- #1
cmb
- 1,128
- 128
Just interested to know what the flux saturation of gadolinium is, and what is its Curie temperature?
I can't find any data on it at all.
thanks.
I can't find any data on it at all.
thanks.
cmb said:Just interested to know what the flux saturation of gadolinium is, and what is its Curie temperature?
I can't find any data on it at all.
thanks.
I did a Google search on your thread title, and seem to get good hits. Have you seen these already?cmb said:The hits I get are all about MRI, due to the gadolinium marker they use for some scans, and I can't search for anything beyond that.
Yes, they are all showing as 'opened' in the usual browser colour on my computer, I have already gone through those.berkeman said:I did a Google search on your thread title, and seem to get good hits. Have you seen these already?

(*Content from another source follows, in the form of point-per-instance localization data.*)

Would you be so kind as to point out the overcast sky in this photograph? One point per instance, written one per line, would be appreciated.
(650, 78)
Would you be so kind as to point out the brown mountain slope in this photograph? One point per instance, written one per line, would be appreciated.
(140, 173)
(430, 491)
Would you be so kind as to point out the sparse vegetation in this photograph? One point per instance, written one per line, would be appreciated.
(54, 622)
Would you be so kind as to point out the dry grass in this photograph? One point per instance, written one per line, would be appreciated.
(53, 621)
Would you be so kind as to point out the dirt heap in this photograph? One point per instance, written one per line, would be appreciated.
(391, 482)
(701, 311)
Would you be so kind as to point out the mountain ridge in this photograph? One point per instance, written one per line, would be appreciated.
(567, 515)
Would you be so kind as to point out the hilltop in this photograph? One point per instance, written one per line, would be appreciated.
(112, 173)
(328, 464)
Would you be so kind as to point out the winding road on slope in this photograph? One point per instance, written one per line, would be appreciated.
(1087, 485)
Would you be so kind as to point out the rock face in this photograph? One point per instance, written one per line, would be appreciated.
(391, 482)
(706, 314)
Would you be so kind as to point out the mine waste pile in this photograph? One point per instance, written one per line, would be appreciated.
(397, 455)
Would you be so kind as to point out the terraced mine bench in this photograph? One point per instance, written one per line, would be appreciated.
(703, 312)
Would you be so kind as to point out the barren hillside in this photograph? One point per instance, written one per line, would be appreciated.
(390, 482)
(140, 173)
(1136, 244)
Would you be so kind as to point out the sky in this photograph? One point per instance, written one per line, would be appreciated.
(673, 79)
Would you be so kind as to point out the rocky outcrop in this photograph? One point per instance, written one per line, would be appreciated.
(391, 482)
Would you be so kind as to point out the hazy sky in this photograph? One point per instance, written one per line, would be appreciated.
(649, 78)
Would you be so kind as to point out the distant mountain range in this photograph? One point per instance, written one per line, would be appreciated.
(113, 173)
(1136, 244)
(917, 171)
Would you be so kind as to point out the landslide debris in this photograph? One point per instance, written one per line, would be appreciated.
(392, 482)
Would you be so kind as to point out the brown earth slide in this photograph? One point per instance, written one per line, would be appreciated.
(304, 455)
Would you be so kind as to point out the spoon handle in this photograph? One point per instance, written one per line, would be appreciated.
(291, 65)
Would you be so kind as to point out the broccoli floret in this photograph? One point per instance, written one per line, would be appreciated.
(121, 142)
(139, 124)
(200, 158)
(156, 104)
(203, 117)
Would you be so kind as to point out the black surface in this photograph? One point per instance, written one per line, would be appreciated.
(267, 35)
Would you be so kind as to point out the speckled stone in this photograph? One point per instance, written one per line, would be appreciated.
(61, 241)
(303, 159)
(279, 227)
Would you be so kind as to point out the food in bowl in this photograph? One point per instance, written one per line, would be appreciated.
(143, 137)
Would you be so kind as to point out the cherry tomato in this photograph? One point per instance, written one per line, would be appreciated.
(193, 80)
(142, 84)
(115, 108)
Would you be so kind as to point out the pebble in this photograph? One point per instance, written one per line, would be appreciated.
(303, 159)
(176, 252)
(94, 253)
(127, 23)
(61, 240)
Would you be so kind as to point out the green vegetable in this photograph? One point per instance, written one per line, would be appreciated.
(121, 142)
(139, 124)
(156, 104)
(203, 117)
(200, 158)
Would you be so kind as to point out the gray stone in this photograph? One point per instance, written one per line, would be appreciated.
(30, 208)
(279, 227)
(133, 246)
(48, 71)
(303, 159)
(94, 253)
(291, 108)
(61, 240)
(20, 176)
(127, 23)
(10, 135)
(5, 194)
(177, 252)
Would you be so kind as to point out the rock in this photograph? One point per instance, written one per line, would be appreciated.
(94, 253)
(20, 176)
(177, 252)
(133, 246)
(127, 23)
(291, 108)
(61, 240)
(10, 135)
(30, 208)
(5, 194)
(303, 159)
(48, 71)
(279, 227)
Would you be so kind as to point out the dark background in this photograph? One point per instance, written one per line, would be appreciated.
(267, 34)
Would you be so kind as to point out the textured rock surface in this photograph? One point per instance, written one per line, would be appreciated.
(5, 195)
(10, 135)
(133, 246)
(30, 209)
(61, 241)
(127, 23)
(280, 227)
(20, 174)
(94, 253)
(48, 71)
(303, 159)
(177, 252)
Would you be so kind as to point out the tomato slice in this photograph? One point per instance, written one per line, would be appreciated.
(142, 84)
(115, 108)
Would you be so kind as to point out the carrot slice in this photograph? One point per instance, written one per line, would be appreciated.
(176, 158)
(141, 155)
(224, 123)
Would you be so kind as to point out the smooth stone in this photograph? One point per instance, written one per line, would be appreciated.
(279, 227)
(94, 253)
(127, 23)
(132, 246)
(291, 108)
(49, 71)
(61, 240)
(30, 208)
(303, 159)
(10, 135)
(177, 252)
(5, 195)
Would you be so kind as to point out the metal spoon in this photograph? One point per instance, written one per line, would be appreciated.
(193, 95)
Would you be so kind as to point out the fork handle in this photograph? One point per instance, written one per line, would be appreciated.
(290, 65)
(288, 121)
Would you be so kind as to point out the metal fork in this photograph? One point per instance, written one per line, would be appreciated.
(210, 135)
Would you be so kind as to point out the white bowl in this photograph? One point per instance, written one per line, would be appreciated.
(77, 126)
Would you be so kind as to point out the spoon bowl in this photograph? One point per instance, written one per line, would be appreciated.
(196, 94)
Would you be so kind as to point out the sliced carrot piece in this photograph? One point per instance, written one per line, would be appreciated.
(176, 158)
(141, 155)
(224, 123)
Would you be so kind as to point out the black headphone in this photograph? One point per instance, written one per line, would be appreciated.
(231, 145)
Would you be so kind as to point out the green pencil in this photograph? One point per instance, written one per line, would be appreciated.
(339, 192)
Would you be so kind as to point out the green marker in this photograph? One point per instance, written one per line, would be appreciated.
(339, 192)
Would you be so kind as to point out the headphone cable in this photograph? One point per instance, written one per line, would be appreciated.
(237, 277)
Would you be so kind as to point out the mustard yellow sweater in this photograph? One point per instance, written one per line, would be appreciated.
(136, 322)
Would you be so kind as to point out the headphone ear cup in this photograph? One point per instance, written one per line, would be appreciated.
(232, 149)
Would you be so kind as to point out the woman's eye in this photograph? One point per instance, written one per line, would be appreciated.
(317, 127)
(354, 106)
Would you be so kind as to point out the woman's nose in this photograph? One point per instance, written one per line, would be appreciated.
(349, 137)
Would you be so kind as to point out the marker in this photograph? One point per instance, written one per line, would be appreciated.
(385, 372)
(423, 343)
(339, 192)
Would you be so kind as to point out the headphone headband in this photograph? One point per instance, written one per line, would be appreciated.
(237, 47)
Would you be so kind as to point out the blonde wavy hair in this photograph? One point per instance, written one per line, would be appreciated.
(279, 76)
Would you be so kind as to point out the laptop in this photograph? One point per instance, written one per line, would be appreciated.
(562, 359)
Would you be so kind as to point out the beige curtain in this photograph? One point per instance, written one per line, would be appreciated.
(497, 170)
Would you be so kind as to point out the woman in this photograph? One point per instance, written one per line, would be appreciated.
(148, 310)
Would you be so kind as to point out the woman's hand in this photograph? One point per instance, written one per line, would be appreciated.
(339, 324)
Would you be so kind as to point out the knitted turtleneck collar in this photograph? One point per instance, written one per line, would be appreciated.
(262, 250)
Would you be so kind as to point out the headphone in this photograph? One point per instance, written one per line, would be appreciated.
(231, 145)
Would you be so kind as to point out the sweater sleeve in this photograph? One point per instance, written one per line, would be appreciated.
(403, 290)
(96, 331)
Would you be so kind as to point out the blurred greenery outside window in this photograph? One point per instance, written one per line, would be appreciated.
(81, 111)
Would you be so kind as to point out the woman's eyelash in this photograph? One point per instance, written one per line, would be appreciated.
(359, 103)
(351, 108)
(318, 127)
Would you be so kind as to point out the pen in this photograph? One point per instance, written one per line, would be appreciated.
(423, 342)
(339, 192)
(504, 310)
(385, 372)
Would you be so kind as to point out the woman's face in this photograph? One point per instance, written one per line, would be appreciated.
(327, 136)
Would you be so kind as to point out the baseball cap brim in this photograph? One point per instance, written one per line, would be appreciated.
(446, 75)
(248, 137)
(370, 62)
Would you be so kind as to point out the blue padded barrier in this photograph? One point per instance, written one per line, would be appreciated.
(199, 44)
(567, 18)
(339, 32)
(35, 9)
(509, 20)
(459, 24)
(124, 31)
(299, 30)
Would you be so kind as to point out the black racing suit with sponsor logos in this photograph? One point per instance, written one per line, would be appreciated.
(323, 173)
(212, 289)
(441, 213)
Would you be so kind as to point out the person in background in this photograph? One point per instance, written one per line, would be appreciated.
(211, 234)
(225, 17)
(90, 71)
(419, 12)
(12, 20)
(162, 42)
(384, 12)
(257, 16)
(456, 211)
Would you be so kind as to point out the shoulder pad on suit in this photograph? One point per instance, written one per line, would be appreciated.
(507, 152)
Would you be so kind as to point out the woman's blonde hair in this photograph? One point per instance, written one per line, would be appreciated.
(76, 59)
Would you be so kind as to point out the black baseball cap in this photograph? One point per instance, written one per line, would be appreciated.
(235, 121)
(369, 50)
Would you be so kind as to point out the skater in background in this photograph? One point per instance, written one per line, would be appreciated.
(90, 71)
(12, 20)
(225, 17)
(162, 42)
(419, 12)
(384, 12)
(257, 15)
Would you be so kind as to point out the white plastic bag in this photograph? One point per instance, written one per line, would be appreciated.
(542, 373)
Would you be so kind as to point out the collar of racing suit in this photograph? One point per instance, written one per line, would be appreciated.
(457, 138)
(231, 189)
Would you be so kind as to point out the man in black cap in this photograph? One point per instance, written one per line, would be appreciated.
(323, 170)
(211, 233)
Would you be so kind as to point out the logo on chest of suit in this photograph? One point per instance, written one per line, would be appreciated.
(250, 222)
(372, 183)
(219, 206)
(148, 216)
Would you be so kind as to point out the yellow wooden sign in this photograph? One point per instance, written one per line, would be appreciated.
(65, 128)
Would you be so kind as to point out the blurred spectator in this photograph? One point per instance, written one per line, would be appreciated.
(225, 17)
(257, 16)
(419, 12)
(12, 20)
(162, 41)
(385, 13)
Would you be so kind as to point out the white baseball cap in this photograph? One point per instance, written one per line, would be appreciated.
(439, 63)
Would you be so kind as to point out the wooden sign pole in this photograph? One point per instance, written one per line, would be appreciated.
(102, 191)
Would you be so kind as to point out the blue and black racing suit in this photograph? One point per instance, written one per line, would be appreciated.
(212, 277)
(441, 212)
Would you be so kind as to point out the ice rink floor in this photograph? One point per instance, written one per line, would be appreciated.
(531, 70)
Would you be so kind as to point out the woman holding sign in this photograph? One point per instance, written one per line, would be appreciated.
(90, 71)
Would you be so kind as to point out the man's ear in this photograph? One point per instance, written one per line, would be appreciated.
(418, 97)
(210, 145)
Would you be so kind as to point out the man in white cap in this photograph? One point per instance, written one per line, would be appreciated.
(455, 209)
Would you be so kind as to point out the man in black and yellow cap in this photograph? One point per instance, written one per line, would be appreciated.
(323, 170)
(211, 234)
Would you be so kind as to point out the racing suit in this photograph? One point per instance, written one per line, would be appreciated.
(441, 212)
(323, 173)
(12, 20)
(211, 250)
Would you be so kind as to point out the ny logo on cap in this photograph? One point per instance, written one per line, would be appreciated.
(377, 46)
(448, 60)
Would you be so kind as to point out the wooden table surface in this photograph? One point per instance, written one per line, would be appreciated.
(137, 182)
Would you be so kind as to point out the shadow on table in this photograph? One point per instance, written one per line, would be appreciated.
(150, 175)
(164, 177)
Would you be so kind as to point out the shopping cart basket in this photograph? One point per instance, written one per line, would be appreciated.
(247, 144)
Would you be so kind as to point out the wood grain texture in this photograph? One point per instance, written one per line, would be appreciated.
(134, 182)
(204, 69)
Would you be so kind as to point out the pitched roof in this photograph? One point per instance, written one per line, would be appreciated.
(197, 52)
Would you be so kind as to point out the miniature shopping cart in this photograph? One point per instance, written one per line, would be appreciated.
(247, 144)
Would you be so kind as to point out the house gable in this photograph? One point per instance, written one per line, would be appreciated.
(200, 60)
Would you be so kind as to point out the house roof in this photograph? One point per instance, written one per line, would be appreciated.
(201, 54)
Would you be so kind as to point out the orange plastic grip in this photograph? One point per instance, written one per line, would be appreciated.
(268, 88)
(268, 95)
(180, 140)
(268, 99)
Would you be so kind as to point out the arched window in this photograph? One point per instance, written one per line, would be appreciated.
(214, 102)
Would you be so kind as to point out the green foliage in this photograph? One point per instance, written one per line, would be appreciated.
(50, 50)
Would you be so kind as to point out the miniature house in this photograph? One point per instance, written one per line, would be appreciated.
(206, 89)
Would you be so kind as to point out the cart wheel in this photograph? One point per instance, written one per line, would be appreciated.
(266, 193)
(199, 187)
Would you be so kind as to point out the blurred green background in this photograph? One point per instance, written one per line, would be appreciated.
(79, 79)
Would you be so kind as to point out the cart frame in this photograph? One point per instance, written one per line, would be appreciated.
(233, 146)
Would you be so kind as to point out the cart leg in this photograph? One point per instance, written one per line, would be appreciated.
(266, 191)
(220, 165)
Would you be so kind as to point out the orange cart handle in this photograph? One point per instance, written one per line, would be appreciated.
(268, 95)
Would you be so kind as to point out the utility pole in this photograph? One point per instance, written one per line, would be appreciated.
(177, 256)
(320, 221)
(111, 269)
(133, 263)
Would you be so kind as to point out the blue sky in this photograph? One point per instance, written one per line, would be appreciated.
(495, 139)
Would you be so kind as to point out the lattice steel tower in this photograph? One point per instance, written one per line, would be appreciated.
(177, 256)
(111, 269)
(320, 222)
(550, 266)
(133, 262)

https://www.google.com/search?q=What+is+the+magnetic+saturation+of+gadolinium?&ie=utf-8&oe=utf-8&client=firefox-b-1
If that info is correct, it is paramagnetic at room temperature =## 20^{\circ} ## C, but will be ferromagnetic if you go to cool "room" temperatures=## T<60^{\circ} ## F. ## \\ ## If you can get a sample, it should be interesting for you to experiment with the temperature phase change.cmb said:http://academic.uprm.edu/pcaceres/Courses/Smart/SMD-7A.pdf
Slide 31/76 appears to say it is 2.5T, Curie temp 16C. I presume a piece at [warm] room temperature is therefore not ferromagnetic at all but paramagnetic?
Magnetic saturation refers to the point at which a material can no longer be magnetized, meaning that it has reached its maximum magnetic field strength. This is typically measured in units of Tesla (T) or Gauss (G).
Gadolinium is a rare earth metal with the atomic number 64. It is a silvery-white metal that is commonly used in alloys and in the production of electronic components. It is also known for its unique magnetic properties.
The magnetic saturation of gadolinium is typically measured using a magnetometer, which is a device that can detect and measure magnetic fields. The material is placed in a magnetic field and the resulting magnetization is measured, allowing for the determination of its magnetic saturation point.
The magnetic saturation of gadolinium is important because it is one of the highest among all elements, making it useful for various applications such as in magnetic resonance imaging (MRI) machines, magnetic refrigeration, and magnetic data storage. Its high magnetic saturation also makes it a valuable component in alloys used for high-strength magnets.
Yes, the magnetic saturation of gadolinium can be changed by altering its temperature or by applying an external magnetic field. At low temperatures, gadolinium exhibits a phenomenon called the "magnetic phase transition" where its magnetic properties change significantly. Additionally, applying a strong magnetic field can also increase the magnetic saturation of gadolinium.